Beckomberga Hospital (Beckomberga sjukhus) was a Swedish psychiatric hospital, situated in Bromma, a western district of Stockholm. Opened in 1932, Beckomberga was one of the largest psychiatric hospitals in Europe, at its peak housing some 2,000 mentally ill patients. The hospital closed in 1995.

== History ==
Beckomberga Hospital was built during 1929–1935 by architect Carl Westman, who cooperated with chief surgeon Ivar Andersson to plan and design the new hospital on land acquired by the Stockholm City council in 1927. The new hospital was located some distance from the city limits, and intentionally kept isolated from urban areas. In 1932 the first section opened, ready to house 600 patients. When the construction was completed in 1935, Beckomberga Hospital was one of the largest psychiatric hospitals in Europe with rooms for 1,600 patients and approximately 800 staff.

The hospital was surrounded by high-class landscaping, which played an important part in the therapy for patients with mental illnesses. the entire hospital was designed according to classical ideas: with buildings and the hospital park arranged in a large-scale symmetrical pattern along a central north–south axis. The central axis starts in the south with a straight linden tree avenue, up to a semi-circular square before the central part of the hospital.

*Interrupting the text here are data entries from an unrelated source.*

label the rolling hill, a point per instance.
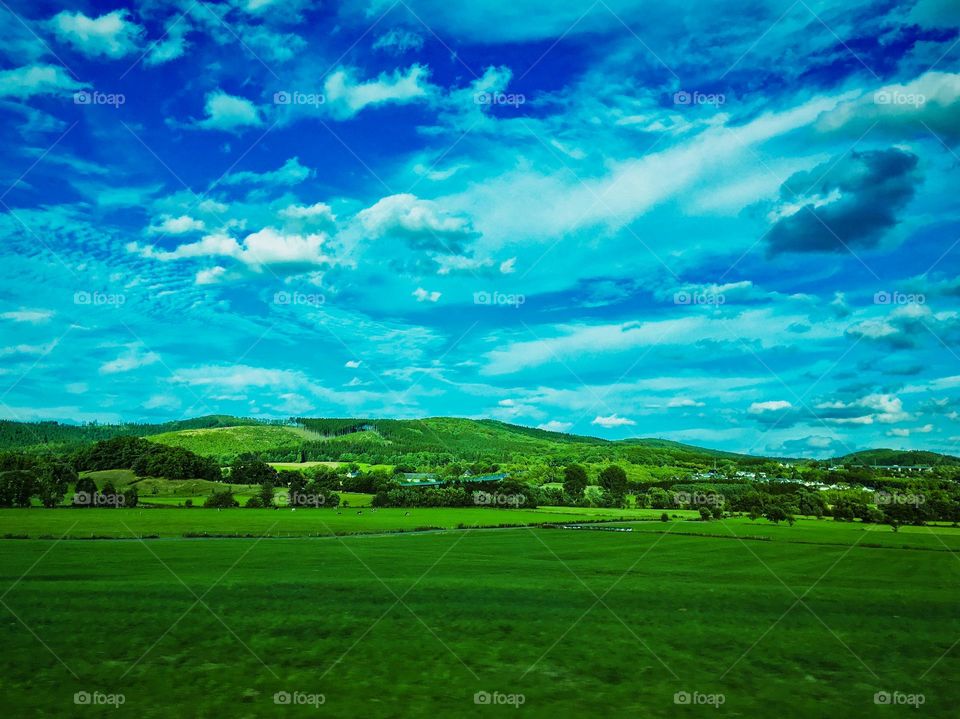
(434, 440)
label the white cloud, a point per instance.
(30, 80)
(229, 113)
(319, 213)
(266, 247)
(25, 349)
(771, 406)
(346, 96)
(133, 358)
(31, 316)
(399, 41)
(684, 402)
(765, 327)
(178, 225)
(211, 276)
(162, 401)
(112, 35)
(421, 222)
(555, 426)
(423, 295)
(612, 420)
(290, 173)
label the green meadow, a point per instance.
(576, 622)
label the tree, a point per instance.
(53, 481)
(221, 500)
(84, 492)
(16, 488)
(131, 497)
(776, 514)
(614, 480)
(574, 480)
(247, 469)
(265, 494)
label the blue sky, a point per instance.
(734, 225)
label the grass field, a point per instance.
(84, 523)
(513, 611)
(231, 441)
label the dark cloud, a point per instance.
(859, 196)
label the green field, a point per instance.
(84, 523)
(231, 441)
(512, 611)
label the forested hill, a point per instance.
(63, 435)
(902, 458)
(431, 441)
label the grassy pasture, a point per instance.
(83, 523)
(512, 611)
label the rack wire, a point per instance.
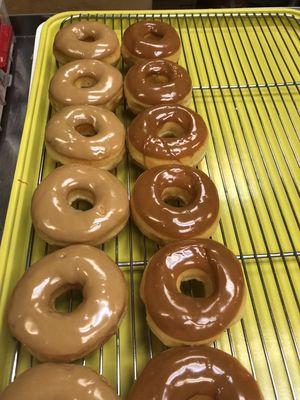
(245, 74)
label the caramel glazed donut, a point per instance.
(58, 223)
(89, 82)
(86, 39)
(178, 319)
(189, 373)
(86, 134)
(54, 336)
(146, 40)
(156, 82)
(59, 381)
(165, 134)
(162, 222)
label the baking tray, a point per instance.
(244, 68)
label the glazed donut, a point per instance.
(167, 133)
(156, 82)
(58, 223)
(86, 39)
(86, 135)
(59, 381)
(189, 373)
(177, 319)
(197, 218)
(51, 335)
(83, 82)
(146, 40)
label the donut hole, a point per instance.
(85, 82)
(176, 197)
(196, 283)
(81, 200)
(171, 130)
(86, 129)
(67, 299)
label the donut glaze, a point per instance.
(66, 144)
(59, 381)
(53, 336)
(163, 222)
(195, 373)
(83, 82)
(147, 40)
(149, 146)
(57, 222)
(179, 319)
(86, 39)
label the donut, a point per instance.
(83, 82)
(59, 381)
(86, 40)
(156, 82)
(58, 223)
(197, 217)
(54, 336)
(146, 40)
(187, 373)
(167, 133)
(86, 135)
(177, 319)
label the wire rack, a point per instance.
(245, 74)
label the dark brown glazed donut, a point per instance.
(156, 82)
(178, 319)
(188, 373)
(146, 40)
(167, 133)
(197, 218)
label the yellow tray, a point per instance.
(244, 68)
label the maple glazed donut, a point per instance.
(86, 39)
(58, 223)
(86, 134)
(189, 373)
(177, 319)
(162, 222)
(167, 133)
(146, 40)
(51, 335)
(59, 381)
(86, 82)
(156, 82)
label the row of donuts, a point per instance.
(35, 322)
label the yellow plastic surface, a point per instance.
(244, 68)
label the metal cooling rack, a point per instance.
(246, 86)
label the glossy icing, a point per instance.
(62, 136)
(54, 336)
(151, 39)
(85, 39)
(60, 382)
(184, 222)
(141, 82)
(144, 132)
(182, 373)
(59, 223)
(186, 318)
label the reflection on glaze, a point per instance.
(185, 372)
(151, 39)
(59, 381)
(58, 222)
(63, 91)
(62, 136)
(177, 223)
(51, 335)
(142, 84)
(185, 318)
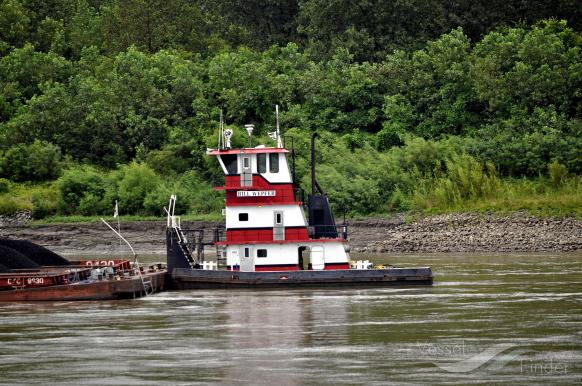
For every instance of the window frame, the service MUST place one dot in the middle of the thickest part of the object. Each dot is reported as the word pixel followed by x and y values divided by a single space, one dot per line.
pixel 261 163
pixel 274 166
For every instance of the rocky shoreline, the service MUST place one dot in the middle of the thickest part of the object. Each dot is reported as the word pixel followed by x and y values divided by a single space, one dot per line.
pixel 465 232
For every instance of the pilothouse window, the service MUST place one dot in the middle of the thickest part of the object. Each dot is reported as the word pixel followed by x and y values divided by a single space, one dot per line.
pixel 274 163
pixel 262 163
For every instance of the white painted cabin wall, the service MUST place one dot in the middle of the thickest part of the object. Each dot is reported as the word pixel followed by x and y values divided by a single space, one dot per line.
pixel 287 253
pixel 263 217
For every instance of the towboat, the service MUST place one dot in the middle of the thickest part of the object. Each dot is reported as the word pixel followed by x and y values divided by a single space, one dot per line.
pixel 268 241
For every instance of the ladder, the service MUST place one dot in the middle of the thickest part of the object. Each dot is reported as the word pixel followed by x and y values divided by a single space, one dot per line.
pixel 174 223
pixel 146 282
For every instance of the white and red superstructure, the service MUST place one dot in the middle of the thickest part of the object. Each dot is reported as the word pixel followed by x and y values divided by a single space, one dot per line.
pixel 266 227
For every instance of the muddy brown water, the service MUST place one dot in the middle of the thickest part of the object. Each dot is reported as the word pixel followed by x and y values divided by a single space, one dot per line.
pixel 487 319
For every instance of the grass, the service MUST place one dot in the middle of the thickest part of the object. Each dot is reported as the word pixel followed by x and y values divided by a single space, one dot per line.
pixel 538 197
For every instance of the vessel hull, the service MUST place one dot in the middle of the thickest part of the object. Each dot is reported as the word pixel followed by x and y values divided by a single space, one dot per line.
pixel 101 290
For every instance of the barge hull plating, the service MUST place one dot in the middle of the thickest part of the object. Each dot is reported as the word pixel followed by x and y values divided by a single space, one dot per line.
pixel 183 278
pixel 102 290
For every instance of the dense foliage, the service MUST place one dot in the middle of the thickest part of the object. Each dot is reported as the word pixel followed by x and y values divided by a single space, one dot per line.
pixel 420 105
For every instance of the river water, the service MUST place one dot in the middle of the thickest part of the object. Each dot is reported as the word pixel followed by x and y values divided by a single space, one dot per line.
pixel 486 319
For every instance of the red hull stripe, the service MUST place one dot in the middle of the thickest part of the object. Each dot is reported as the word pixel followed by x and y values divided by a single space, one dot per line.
pixel 278 267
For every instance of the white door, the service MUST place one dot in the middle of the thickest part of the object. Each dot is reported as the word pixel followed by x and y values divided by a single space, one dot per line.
pixel 279 226
pixel 246 175
pixel 247 261
pixel 317 257
pixel 234 260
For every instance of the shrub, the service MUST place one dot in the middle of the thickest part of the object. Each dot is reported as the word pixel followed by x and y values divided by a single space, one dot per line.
pixel 44 202
pixel 4 185
pixel 558 173
pixel 137 182
pixel 39 161
pixel 81 190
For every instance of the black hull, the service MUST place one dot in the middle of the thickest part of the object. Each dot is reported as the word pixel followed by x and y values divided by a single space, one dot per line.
pixel 184 278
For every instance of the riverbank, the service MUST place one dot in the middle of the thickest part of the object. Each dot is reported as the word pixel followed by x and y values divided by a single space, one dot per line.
pixel 465 232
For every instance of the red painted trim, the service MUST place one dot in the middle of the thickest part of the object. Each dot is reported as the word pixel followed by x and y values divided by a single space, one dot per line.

Four massive four-storey buildings, which were originally interconnected with high walls, create a closed rectangular courtyard. Women and men were separated in each long building: with female patients housed in the western building and male patients in the eastern one. Administration was located in the southern building, and the northern housed the kitchen facility. In the center of the courtyard is located a lower bricked building which was utilized as auditorium and church. The courtyard had strict landscaping with small trees, trimmed like pyramids. Almost all buildings surrounding the central complex were also strictly arranged according to the symmetrical pattern.

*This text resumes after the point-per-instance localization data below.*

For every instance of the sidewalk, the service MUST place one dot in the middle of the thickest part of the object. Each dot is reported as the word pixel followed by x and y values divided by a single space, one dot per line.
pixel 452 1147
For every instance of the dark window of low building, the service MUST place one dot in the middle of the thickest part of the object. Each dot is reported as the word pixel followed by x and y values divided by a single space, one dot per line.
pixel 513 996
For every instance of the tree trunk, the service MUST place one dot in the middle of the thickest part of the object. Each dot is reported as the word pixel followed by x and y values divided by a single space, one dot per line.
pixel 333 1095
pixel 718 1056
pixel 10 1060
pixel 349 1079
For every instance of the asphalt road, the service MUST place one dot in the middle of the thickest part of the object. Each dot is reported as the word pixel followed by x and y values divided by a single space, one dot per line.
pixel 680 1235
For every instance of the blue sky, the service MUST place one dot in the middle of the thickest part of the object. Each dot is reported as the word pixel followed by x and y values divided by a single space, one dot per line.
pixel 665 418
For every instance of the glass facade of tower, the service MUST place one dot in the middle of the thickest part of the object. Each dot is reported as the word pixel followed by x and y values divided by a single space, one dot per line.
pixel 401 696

The buildings are relatively soberly designed with few distinct details; the overall impression is monumental. The interior, however, has gradually been changed and very little remains from the original interior. An exception is the auditorium in the central courtyard, which keeps its original interior, with ceiling paintings, a stage and balcony with classical decoration. This building along with the administration building are listed as blue (class I) – buildings of most historical importance. The remaining original buildings are listed as green (class II) – important from a culture-historical perspective.

The central hospital unit was surrounded by a park with spacious lawns, extensive gardens and linden tree avenues, though some natural hill formations were kept. Since the hospital opened in the mid-1930s, only a few more buildings were added. The hospital area, therefore, kept its original character. However, since the hospital finally closed in 1995, the city council has decided to convert the area into housing development, putting the future of the historic buildings and parks in jeopardy.

== Notable patients ==
- Sigrid Hjertén - died at the hospital in 1948 after a botched lobotomy prescripted to treat her schizophrenia.
- Nelly Sachs - admitted in 1960 after a series of nervous breakdowns.